Sobreveio a tormenta da Revolução Francesa, que se manifestou claramente anticristã. Começaram as perseguições e assassinatos de sacerdotes e religiosas. À vista disso, os padres Montfortianos entregaram os objetos de valor existentes em suas casas, entre os quais o manuscrito de São Luís, a uns camponeses, para serem escondidos. Estes os devolveram quando amainou a tempestade revolucionária, em fins do século XVIII.

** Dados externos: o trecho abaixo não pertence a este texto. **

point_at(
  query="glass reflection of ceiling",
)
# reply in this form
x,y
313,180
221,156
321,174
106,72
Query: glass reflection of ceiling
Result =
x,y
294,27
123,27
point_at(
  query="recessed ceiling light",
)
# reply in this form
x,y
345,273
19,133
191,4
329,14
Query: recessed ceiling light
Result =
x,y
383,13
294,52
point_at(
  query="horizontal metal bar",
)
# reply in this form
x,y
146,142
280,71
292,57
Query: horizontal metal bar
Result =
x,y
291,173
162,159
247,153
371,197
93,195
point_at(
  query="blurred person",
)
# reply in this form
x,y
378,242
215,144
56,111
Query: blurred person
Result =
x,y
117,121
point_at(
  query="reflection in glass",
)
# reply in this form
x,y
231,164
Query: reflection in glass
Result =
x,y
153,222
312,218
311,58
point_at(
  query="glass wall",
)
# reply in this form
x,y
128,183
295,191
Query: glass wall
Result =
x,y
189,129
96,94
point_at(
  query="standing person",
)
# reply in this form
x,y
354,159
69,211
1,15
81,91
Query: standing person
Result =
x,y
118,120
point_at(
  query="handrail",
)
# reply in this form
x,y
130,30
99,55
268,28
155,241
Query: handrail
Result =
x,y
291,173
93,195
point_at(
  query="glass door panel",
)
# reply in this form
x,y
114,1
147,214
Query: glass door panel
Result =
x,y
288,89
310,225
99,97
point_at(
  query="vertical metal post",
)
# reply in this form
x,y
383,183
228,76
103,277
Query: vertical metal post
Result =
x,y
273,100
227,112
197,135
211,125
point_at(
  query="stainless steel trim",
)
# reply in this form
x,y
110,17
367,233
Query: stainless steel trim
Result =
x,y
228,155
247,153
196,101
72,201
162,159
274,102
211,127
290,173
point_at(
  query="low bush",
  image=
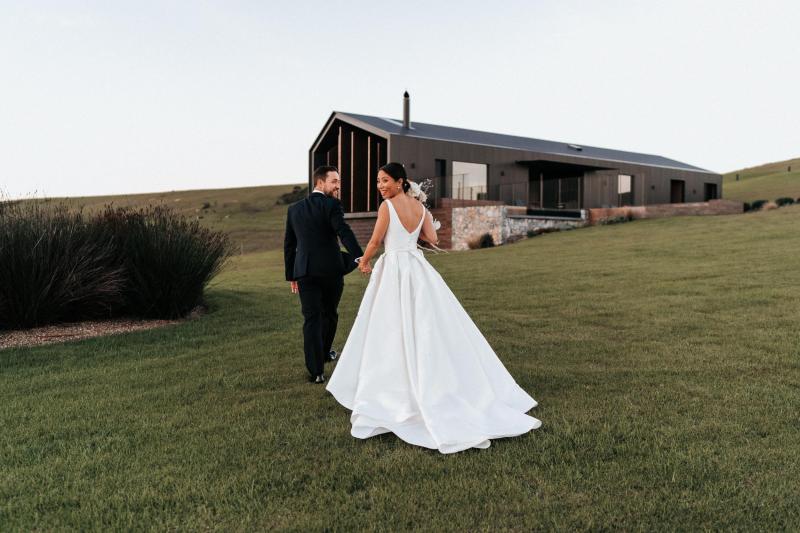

No dia 22 de abril de 1842 - 126 anos após a morte do Santo -, o padre Rautureau, montfortiano, procurando material para preparar uma homilia, encontrou um manuscrito numa caixa cheia de livros velhos. Ao lê-lo, percebeu o espírito do padre Montfort e o mostrou ao superior, padre Dalin, o qual reconheceu perfeitamente a letra do fundador da Congregação.7
Em princípios de 1843 saiu a lume a primeira publicação do Tratado. Cumpria-se assim uma profecia nele escrita: "Prevejo que animais furiosos se precipitarão para despedaçar com seus dentes diabólicos este pequeno livro e aquele de quem serviu-Se o Espírito Santo para escrevê-lo, ou ao menos para envolvê-lo nas trevas e no silêncio de uma arca, a fim de evitar sua publicação. Inclusive, atacarão e perseguirão aqueles e aquelas que o lerem e procurarem pôr em prática".8
O manuscrito não está completo. Os editores que o estudaram a fundo para publicar as obras completas de São Luís Grignion calcularam que faltam de 84 a 96 páginas no início, as quais versariam sobre o tema da "Preparação para o Reino de Cristo". Julgam faltar também algumas páginas no fim, onde o Autor teria escrito uma "fórmula de consagração" e a "bênção das correntes".9
Devoção cristológica e trinitária
Os primeiros tópicos do Tratado são já um verdadeiro programa que ele desenvolverá ao longo da obra. Parece-nos interessante ressaltar com o padre Alphonse Bossard, SMM, algumas analogias entre esses pontos, o discurso de Paulo VI no encerramento da terceira sessão do Concílio Vaticano II e a Constituição Dogmática Lumen Gentium.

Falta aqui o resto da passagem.